Отрадным было зрелище занятых работой людей в городах и деревнях, рыбаков и лодочников, радовали взор тучные черно-белые стада, гордые петухи, куры, индюки и всякая другая живность, но больше всего ласкали взор виды беспредельных полей гвоздик, маков и других цветов, одноцветных и пестрых, веселящих сердце красками и благоуханием. Сады за желтыми и зелеными оградами поражали разнообразием цветов и ароматов, а цветы, выставленные на окнах в горшках, распространяли благоухание. Перезвон колокольцев сопровождал бой часов, возвещающих с башен неторопливый бег времени, а в тени арок с достоинством прогуливались мужчины в широкополых черных шляпах и черных одеждах с белоснежными кружевными воротниками. Через открытые окна кухонь по улицам распространялись запахи жареного мяса, соусов и приправ, дынь, яблок и домашних настоек.

В трактирах путника ждал пышный стол: суп и рыбу подавали там в серебряных мисках, а хлеб резали ножом с серебряной ручкой. Расплачивались золотой монетой, и золото звенело на столах игроков. Они покуривали длинные трубки, радуясь выигрышу или печалясь над проигрышем сытыми, возбужденными от крепких напитков голосами.

Много было шуму и разговоров в трактире большого города, куда Иржик приехал, приплыл и дошел, разговоров о заморских странствиях, о Батавии, городе на далеком острове Ява, и о золоте, которое где-то у самого экватора гребет лопатой Ост-Индская компания, установившая себе привилегии на всех землях за мысом Доброй Надежды. Поговаривали о новом союзе с соседней Англией, могущество которой в последние годы росло на глазах, но вреда голландскому флоту пока еще не приносило. Если Голландия с Англией объединятся против испанцев и прочих папистов, будет совсем неплохо. Заговорили о близкой войне, о Дании и Бранденбурге, и тут Иржик вмешался в беседу и сказал, что он тоже собирается на войну, чтобы сделать людей своей земли такими же свободными, как здесь, в Голландии. Дознавшись, что приезжий господин родом из Чехии, они кликнули трактирного слугу, в свое время побывавшего в тех краях.
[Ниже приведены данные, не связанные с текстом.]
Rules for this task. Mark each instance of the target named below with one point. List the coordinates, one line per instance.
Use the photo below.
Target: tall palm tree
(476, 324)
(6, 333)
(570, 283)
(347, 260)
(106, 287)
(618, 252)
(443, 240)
Явился рыжий верзила и спросил, в чем дело. Да, был он на той, чешской, войне и еле ноги унес с этой Белой горы, про которую было произнесено столько слов и написано всякой всячины.

Иржик предложил ему стаканчик:

— Расскажи, друг, как дело было?

И рассказал Яан, — так звали слугу, — о заповедном лесе под Прагой, куда бог знает почему поставили их роту, а первая и третья роты остались в Граде стеречь короля.

— У нас тоже через грудь были бело-голубые ленты — цвета короля. Листья опадали, от земли тянуло сыростью, люди кашляли и бранились, отчего именно их выбрали мыкаться тут за оградой. На поле боя уже вовсю шла пальба, слышались крики и конский топот, как вдруг из-за деревьев выскочили баварцы и с ревом ринулись на резерв, что стоял у летнего замка, построенного в виде звезды. Кололи и рубили всех, кого ни попадя, как мясники скотину, да тут еще припыхтели неаполитанцы.

В общем, кабы не императорский капитан, что разогнал их своей французской руганью, так эти чернявые дьяволы вырезали бы всю королевскую роту до последнего человека. Но капитан крикнул, чтобы рота сдавалась. Ну, мы, конечно, сдались, только наших-то осталось всего ничего. Неаполитанцы тут же кинулись тащить с мертвецов что могли.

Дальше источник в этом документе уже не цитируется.